Floating his hand down her torso, he held her stare. Then he plunged his fingers past her waistband and into her panties. Slick heat met his fingertips, and he groaned at the feel of her want.
“Dom!”
“Say it, sweetheart. Say you need me.” Grinning down at her, he whipped his belt buckle to the side and went for his fly.
“All I need is you to stop telling my customers I can’t make brisket.”
“That’s fair, and I’m sorry.”
She smeared blue paint on his shoulder when she latched onto the muscle. “I admit I do owe you. But you owe me too.”
“All I owe you is a spankin’ for your bad behavior.”
“Well, don’t make promises if you can’t keep them.” Her eyes glowed.
He slipped his hand around her body to clap his hand around her round globe. “You’d probably like that, wouldn’t you?”
“Maybe I would,” she challenged.
He huffed a laugh and pulled his cock free of his jeans. She wrapped her hand around his shaft and delivered one long stroke, rolling the head through her fist as she did.
His balls gripped tight to his body at the sensation of her silky hot touch. Seconds later, he had a condom in place and his cock poised at the heat of her. Looking into her eyes, his heart exploded with love for this crazy woman who tested him on a daily basis.
Then in one hard thrust, he filled her.
Chapter Seven
Jada cradled baby Cort against her chest, admiring his faint eyebrows and the long lashes all the Bellamy men had.
“Do you think his eyes will stay blue?” she asked Joss.
“I hope so. He’s a Bellamy man, after all.” Joss smiled and folded a burp cloth into the stack.
“Why don’t you hold him and I’ll do the baby’s laundry?” Jada held out the baby.
“No, no. It’s your turn. Besides, I’m developing that stiff new mommy elbow from holding him so much.”
“I wouldn’t be able to put him down either.”
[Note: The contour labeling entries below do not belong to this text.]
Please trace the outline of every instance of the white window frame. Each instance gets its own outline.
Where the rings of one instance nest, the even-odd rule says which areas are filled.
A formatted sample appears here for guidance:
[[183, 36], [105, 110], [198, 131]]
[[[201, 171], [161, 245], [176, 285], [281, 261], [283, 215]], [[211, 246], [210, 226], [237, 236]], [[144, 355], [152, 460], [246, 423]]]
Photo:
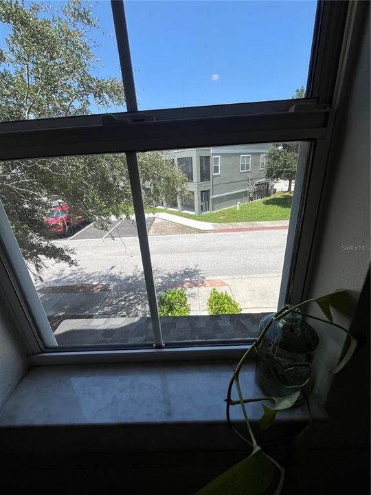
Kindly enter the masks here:
[[[243, 158], [249, 158], [249, 160], [245, 160], [245, 163], [243, 163]], [[249, 168], [246, 167], [249, 166]], [[240, 155], [240, 172], [251, 172], [251, 155]]]
[[[218, 164], [214, 164], [214, 160], [215, 158], [218, 159]], [[218, 172], [215, 172], [215, 167], [218, 167]], [[212, 155], [212, 175], [221, 175], [221, 156], [220, 155]]]
[[[263, 158], [264, 160], [262, 160], [262, 158]], [[267, 154], [266, 153], [262, 153], [262, 155], [260, 155], [260, 162], [259, 164], [259, 170], [265, 170], [265, 160], [267, 160]]]
[[[116, 6], [113, 6], [113, 10], [120, 3], [114, 3]], [[311, 141], [315, 146], [310, 146], [308, 163], [302, 167], [295, 181], [292, 221], [289, 228], [280, 295], [280, 304], [283, 300], [297, 302], [305, 296], [307, 289], [311, 241], [315, 232], [322, 199], [321, 186], [326, 173], [323, 164], [328, 160], [334, 129], [333, 109], [343, 101], [342, 91], [346, 94], [347, 85], [352, 76], [352, 64], [349, 60], [352, 60], [351, 57], [355, 59], [358, 53], [357, 28], [361, 22], [359, 19], [364, 18], [362, 12], [365, 12], [366, 8], [362, 2], [355, 3], [351, 4], [349, 9], [346, 2], [318, 4], [304, 99], [139, 111], [136, 107], [132, 72], [124, 71], [127, 78], [124, 80], [127, 112], [42, 121], [1, 122], [1, 160], [120, 152], [126, 152], [127, 157], [130, 155], [133, 158], [133, 150], [139, 152], [196, 148], [210, 143], [213, 146], [225, 146], [227, 144], [304, 140], [309, 144]], [[116, 14], [114, 12], [114, 18], [115, 25], [126, 32], [124, 18], [124, 20], [120, 19], [120, 13], [117, 14], [117, 12]], [[356, 28], [351, 28], [355, 25]], [[122, 43], [124, 42], [122, 41]], [[122, 50], [119, 47], [119, 55], [122, 66], [130, 69], [128, 44], [126, 46], [124, 43]], [[302, 111], [304, 107], [304, 111]], [[60, 129], [63, 133], [59, 132]], [[135, 170], [135, 161], [131, 167], [135, 175], [132, 191], [133, 199], [135, 196], [138, 199], [141, 195], [140, 182], [138, 182], [139, 173]], [[133, 186], [135, 181], [136, 186]], [[142, 221], [144, 218], [144, 210], [139, 214]], [[142, 226], [143, 228], [139, 228], [138, 222], [139, 240], [146, 237], [145, 219]], [[18, 247], [14, 248], [10, 226], [3, 223], [3, 227], [0, 241], [4, 248], [5, 264], [3, 269], [0, 263], [0, 289], [3, 293], [9, 288], [6, 299], [10, 306], [13, 309], [19, 308], [21, 314], [19, 314], [20, 316], [16, 319], [22, 320], [21, 333], [27, 344], [31, 364], [163, 361], [208, 359], [212, 355], [219, 358], [240, 355], [240, 346], [228, 344], [212, 346], [207, 343], [200, 344], [199, 346], [175, 349], [49, 351], [40, 338], [44, 329], [43, 322], [45, 322], [41, 303], [34, 297], [36, 293], [33, 284], [25, 281], [24, 278], [30, 276], [19, 266], [24, 262], [17, 262], [11, 255], [14, 248], [18, 250], [16, 258], [19, 259], [20, 251]], [[293, 252], [295, 252], [295, 259]], [[149, 263], [150, 265], [150, 256], [149, 262], [144, 258], [142, 260], [144, 265]], [[153, 298], [150, 305], [151, 302], [156, 305], [155, 299]], [[153, 320], [153, 322], [156, 322]], [[38, 332], [35, 332], [36, 327], [38, 327], [36, 328]]]

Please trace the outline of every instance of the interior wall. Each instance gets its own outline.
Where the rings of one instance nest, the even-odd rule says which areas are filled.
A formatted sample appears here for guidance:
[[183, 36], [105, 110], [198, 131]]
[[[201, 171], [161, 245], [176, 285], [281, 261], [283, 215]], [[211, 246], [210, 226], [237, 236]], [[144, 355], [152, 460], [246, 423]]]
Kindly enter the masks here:
[[370, 442], [369, 277], [365, 283], [370, 254], [369, 16], [364, 19], [364, 36], [360, 33], [359, 39], [361, 46], [355, 56], [350, 89], [343, 96], [344, 108], [337, 117], [308, 296], [317, 297], [338, 289], [350, 290], [357, 298], [361, 293], [352, 322], [340, 314], [335, 314], [334, 319], [350, 327], [363, 345], [333, 375], [329, 371], [339, 358], [344, 334], [330, 325], [318, 327], [317, 391], [326, 399], [330, 419], [328, 424], [315, 425], [308, 439], [312, 446], [322, 448], [365, 448]]
[[27, 369], [25, 349], [0, 294], [0, 406]]

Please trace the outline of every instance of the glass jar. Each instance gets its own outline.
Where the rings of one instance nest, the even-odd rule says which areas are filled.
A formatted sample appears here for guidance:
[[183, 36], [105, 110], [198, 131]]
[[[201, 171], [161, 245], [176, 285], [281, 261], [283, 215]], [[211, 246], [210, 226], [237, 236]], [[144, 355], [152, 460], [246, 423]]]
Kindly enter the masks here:
[[[261, 333], [274, 315], [259, 324]], [[282, 397], [300, 389], [312, 375], [318, 336], [299, 309], [273, 322], [259, 344], [257, 380], [269, 395]]]

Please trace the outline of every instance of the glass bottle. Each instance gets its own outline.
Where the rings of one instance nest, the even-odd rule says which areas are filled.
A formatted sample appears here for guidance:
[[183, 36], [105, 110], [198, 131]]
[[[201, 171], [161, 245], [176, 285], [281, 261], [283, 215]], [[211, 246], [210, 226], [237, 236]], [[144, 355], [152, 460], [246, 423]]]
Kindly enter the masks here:
[[[273, 316], [262, 319], [260, 333]], [[299, 309], [273, 322], [258, 349], [258, 383], [268, 395], [276, 397], [299, 390], [312, 375], [317, 346], [318, 336], [303, 320]]]

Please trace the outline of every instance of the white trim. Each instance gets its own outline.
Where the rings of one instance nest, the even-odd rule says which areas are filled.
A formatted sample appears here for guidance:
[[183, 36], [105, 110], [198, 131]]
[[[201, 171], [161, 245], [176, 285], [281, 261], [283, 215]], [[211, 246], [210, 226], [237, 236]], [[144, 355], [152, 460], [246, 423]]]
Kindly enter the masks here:
[[[246, 167], [247, 165], [249, 165], [249, 168], [245, 168], [243, 170], [242, 166], [243, 166], [243, 157], [249, 157], [249, 160], [248, 163], [245, 163], [243, 165], [245, 167]], [[251, 155], [240, 155], [240, 173], [243, 172], [251, 172]]]
[[[220, 156], [220, 155], [213, 155], [212, 157], [212, 175], [221, 175], [221, 156]], [[218, 158], [218, 165], [214, 165], [214, 158]], [[217, 166], [217, 167], [218, 167], [218, 173], [214, 173], [214, 166]]]
[[82, 232], [84, 232], [84, 230], [86, 230], [87, 228], [89, 228], [89, 227], [91, 227], [93, 225], [94, 225], [94, 222], [91, 222], [86, 227], [84, 227], [83, 229], [81, 229], [81, 230], [78, 230], [78, 232], [76, 232], [76, 234], [74, 234], [73, 236], [71, 236], [71, 237], [69, 237], [68, 241], [71, 241], [74, 239], [74, 237], [76, 237], [79, 234], [81, 234]]
[[[251, 339], [254, 340], [254, 339]], [[49, 364], [80, 364], [100, 362], [144, 362], [220, 359], [238, 360], [251, 343], [206, 344], [164, 347], [162, 349], [126, 349], [104, 351], [68, 351], [45, 352], [31, 355], [28, 362], [32, 366]], [[251, 359], [254, 359], [251, 357]]]
[[[262, 158], [264, 157], [264, 160], [262, 162]], [[259, 170], [265, 170], [265, 160], [267, 159], [267, 154], [266, 153], [262, 153], [260, 155], [260, 162], [259, 164]], [[262, 163], [263, 164], [262, 166]]]

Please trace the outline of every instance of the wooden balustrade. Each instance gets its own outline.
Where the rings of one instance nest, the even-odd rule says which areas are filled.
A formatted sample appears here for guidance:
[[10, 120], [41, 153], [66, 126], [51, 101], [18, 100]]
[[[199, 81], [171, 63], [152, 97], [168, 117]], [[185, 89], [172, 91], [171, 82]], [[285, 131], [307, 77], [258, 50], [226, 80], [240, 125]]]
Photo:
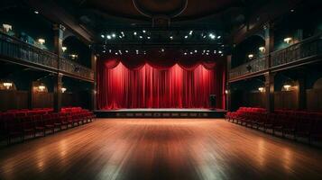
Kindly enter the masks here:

Joss gave her a questioning look and then picked up another burp cloth. “You trying out a new look, Jada?”
She blinked at her
. “What?”
“Blue hair.”
Oh no. She thought she got all the paint off her. Clearly, she’d missed a bit in her hair. And it had been everywhere. After her romp in the truck with Dom, both of them had been covered.
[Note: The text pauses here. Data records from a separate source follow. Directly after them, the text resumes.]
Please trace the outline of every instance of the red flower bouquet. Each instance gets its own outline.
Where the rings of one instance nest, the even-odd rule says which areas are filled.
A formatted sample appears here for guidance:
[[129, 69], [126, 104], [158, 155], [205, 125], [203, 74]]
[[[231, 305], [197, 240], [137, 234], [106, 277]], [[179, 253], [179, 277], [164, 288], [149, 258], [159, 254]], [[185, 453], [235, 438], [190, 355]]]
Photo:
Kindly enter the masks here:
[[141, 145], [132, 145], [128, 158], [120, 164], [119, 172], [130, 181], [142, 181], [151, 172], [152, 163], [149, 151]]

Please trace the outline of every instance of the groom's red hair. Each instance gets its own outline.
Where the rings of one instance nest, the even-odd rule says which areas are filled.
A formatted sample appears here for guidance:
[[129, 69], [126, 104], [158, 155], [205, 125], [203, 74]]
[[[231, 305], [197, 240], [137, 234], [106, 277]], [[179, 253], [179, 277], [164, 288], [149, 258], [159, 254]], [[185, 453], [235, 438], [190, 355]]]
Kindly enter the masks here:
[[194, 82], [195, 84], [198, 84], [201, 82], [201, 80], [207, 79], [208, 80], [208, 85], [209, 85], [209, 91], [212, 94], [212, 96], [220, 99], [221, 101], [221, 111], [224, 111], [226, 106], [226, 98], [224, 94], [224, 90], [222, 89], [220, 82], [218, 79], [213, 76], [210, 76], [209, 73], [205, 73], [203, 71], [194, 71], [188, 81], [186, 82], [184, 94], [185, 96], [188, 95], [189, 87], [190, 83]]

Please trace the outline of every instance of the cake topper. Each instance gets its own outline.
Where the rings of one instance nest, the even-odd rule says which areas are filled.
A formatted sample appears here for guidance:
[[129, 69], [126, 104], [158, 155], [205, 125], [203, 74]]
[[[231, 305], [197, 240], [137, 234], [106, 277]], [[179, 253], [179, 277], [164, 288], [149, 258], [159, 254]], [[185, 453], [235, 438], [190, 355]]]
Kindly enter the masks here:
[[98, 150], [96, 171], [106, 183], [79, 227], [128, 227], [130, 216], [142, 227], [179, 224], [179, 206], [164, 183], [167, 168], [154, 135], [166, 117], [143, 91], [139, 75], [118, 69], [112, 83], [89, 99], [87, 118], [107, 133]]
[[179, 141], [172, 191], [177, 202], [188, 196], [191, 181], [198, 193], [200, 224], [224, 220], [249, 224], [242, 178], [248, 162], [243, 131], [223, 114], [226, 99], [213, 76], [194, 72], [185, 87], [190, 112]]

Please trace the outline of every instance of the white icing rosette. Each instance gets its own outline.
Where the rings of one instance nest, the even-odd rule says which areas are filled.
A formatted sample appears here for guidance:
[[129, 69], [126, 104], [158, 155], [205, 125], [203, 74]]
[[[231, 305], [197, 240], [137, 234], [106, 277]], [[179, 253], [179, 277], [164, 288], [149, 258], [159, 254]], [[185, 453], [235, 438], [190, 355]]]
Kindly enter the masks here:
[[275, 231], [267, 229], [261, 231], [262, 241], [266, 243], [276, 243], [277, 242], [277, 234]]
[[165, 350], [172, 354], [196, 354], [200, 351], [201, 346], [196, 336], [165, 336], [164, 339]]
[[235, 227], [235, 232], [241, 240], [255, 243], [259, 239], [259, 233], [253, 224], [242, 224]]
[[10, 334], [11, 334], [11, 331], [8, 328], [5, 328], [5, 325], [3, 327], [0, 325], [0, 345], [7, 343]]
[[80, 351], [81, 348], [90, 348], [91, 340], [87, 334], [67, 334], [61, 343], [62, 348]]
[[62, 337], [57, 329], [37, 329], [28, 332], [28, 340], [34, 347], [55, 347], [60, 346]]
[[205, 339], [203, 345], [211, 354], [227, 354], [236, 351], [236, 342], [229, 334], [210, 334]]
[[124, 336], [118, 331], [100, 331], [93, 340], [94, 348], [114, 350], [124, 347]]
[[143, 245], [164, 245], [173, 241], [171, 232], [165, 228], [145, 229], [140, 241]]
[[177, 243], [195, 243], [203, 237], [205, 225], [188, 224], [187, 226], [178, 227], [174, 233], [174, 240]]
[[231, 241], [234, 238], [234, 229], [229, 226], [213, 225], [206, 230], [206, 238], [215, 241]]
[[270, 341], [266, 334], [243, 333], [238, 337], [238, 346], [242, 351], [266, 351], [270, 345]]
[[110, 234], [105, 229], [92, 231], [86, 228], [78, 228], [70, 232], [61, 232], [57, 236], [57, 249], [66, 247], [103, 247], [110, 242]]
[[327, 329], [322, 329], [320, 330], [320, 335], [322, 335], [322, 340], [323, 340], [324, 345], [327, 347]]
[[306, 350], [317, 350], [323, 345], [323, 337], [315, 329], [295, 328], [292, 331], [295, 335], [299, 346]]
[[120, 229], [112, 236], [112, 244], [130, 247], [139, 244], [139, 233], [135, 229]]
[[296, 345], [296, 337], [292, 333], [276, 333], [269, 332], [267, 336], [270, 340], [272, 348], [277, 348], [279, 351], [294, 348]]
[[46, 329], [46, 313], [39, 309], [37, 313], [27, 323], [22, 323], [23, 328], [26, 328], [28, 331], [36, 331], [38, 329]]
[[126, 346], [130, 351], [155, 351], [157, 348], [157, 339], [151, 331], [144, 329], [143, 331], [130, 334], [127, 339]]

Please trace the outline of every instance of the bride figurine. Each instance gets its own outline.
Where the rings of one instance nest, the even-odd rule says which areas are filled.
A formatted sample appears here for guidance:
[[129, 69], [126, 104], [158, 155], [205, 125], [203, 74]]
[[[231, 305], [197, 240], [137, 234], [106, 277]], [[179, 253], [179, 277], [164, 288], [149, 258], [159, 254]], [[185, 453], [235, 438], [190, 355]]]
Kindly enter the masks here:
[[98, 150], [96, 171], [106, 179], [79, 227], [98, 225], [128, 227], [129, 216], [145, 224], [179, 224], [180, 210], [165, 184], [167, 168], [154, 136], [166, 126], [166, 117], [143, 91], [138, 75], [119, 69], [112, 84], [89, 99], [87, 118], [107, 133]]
“Or maybe you were painting over at Dom’s, since that’s his color of blue.”
“Uh. Why would I help him by painting?”
Her sister shrugged and hid her smile. “Because you used to be really into the guy?”
“Yes, that’s all over with.” She waved her hand, which startled Cort awake, and he started to fuss.
“I think he’s hungry,” Jada said.
Joss watched him for a moment and then reached out to take him, lifting the top she’d made for easy breastfeeding while Jada took over the laundry.
“Anyway, I came by for some advice, Joss.”
She looked up with surprise in her eyes. “Oh?”
Jada focused on lining up the corners of the cloth, making them meet precisely. “Business hasn’t been very good this month. I’m down a few hundred bucks from where I wanted to be.”
“Oh Jada…”
“It’s okay. I put more money into the business too, like that new sign.” She drifted off in thought of paint and signs and war. “I just wondered if you have some ideas from your business I can use on my restaurant.”
She went silent a moment as she thought it over. “I got a lot of business from that fashion show in the next county.”
She sat up straighter. “That’s true. Maybe there’s a fashion show for barbecue.”
“That’s what I mean.”
She looked at Joss and laughed. “What?”
“Aren’t there big barbecue competitions all over the state in summertime? You could enter the state fair to get recognition.”
She stared into the void for a moment, ingesting her sister’s suggestion. “Joss, you’re brilliant!”
She grinned and looked at her son. “Remember that. Mommy’s brilliant.”
Jada hopped off the chair to hug her sister and kiss her on the cheek. “I’m going to research that.”
“You might want to wash that blue paint out of your hair. And that red on your neck.”